Nov 11, 2016

We have a “compare” feature in our product at work. Here’s what that looks like:

That picture shows the change in total query execution time for two time ranges. The percent change is calculated against the sums of points in the “Time” (execution time) time series.

You’ll notice that a couple of those queries have huge change percents. Over 600%! There are also a few spikes in the time series. Those outliers can really mess things up. Imagine what happens when a database server stalls up: nothing gets done for a short period of time and every query’s execution time goes up. If you’re looking for changes during a period that had a stall, you’re out of luck. All of your percents will probably be really high because of that stall.
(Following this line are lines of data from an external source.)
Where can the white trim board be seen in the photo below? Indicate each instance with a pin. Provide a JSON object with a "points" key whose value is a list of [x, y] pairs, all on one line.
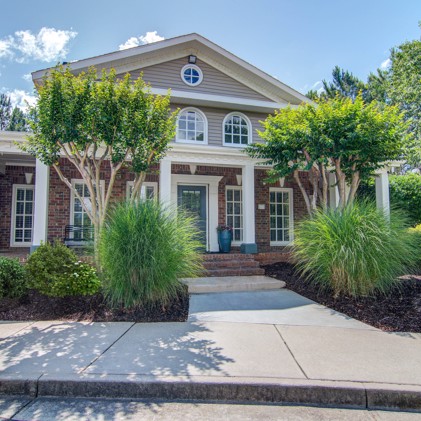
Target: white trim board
{"points": [[182, 46]]}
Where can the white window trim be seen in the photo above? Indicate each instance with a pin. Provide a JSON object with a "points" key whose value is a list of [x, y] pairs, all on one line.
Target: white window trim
{"points": [[249, 127], [291, 216], [145, 184], [205, 128], [72, 195], [197, 68], [13, 216], [240, 188]]}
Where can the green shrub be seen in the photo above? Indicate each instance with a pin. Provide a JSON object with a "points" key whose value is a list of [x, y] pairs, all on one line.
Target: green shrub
{"points": [[55, 271], [357, 251], [13, 278], [416, 229], [144, 249]]}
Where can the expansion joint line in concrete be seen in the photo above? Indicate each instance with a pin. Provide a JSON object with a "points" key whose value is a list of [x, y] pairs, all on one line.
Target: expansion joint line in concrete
{"points": [[292, 355], [105, 350]]}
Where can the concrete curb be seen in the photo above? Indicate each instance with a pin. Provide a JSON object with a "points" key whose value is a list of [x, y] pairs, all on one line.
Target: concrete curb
{"points": [[291, 391]]}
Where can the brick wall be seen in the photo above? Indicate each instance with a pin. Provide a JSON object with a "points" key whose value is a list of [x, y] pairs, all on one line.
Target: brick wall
{"points": [[13, 175], [59, 208], [261, 195], [59, 194]]}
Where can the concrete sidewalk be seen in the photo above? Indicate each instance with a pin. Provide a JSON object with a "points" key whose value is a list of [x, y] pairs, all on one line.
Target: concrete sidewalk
{"points": [[237, 361]]}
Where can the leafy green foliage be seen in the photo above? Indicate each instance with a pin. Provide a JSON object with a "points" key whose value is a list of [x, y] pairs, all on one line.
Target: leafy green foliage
{"points": [[5, 111], [76, 111], [12, 118], [94, 121], [145, 248], [18, 121], [352, 137], [343, 84], [404, 90], [357, 251], [13, 278], [55, 271]]}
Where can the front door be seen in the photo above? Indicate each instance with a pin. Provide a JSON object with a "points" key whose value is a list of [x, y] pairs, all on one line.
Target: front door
{"points": [[193, 200]]}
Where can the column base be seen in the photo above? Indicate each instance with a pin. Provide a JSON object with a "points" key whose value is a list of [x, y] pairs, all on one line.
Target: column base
{"points": [[248, 248]]}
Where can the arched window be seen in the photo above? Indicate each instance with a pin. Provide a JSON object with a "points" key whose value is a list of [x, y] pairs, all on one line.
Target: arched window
{"points": [[236, 129], [192, 126]]}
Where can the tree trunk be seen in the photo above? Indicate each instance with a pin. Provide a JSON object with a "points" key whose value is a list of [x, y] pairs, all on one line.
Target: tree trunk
{"points": [[303, 191]]}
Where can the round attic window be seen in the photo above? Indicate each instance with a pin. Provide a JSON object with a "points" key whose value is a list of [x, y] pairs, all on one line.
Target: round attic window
{"points": [[191, 75]]}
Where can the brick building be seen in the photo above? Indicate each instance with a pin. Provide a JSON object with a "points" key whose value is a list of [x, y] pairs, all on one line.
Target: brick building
{"points": [[221, 100]]}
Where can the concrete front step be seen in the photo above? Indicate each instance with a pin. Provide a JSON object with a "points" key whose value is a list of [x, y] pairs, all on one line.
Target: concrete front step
{"points": [[227, 256], [231, 284], [230, 264], [218, 272]]}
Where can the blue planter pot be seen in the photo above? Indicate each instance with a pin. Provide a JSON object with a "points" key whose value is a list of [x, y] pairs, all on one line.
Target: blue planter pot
{"points": [[224, 240]]}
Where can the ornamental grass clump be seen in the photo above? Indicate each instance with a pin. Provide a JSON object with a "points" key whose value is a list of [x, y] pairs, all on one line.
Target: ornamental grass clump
{"points": [[144, 249], [356, 251]]}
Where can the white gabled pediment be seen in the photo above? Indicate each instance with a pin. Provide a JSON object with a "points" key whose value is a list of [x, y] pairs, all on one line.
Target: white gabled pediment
{"points": [[176, 48]]}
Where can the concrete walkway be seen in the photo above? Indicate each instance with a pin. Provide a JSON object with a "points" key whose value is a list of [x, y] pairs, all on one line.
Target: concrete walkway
{"points": [[323, 365], [279, 307]]}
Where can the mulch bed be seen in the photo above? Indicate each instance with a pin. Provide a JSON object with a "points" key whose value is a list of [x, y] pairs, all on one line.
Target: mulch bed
{"points": [[398, 311], [89, 309]]}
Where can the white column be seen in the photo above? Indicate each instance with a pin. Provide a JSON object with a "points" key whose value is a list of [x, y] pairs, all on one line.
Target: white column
{"points": [[42, 182], [165, 181], [382, 192], [213, 215], [333, 191], [249, 232]]}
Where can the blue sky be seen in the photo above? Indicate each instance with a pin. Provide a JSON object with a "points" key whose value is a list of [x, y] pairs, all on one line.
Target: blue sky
{"points": [[297, 41]]}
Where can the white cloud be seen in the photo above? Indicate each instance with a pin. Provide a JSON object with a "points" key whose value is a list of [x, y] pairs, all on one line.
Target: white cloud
{"points": [[20, 98], [386, 64], [5, 47], [143, 39], [49, 44]]}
What would make this feature a lot better is some notion of *statistical significance*. If there’s a
large change, you should be able to know if it’s because of an actual change and not an unlucky
combination of points. This is what *hypothesis tests* are used for in statistics.

Usually with hypothesis tests, you have a bunch of *samples* that come from a single population that
you use to create a model for the population. Then, you take a brand new sample that you know
almost nothing about and try to see if it fits within the model you created before. Unfortunately,
we can’t take the same approach in this case because we only have *one* prior sample.

That’s where *bootstrapping* comes in.

Bootstrapping is a technique
that lets you generate new samples from an existing sample. It relies on *sampling with
replacement*. Bootstrapping is not a new technique. Bradley Efron proposed it in the late 1970s. I
heard it didn’t gain much use because of its high computational requirements. Now that computers are
powerful enough, bootstrapping is getting more popular.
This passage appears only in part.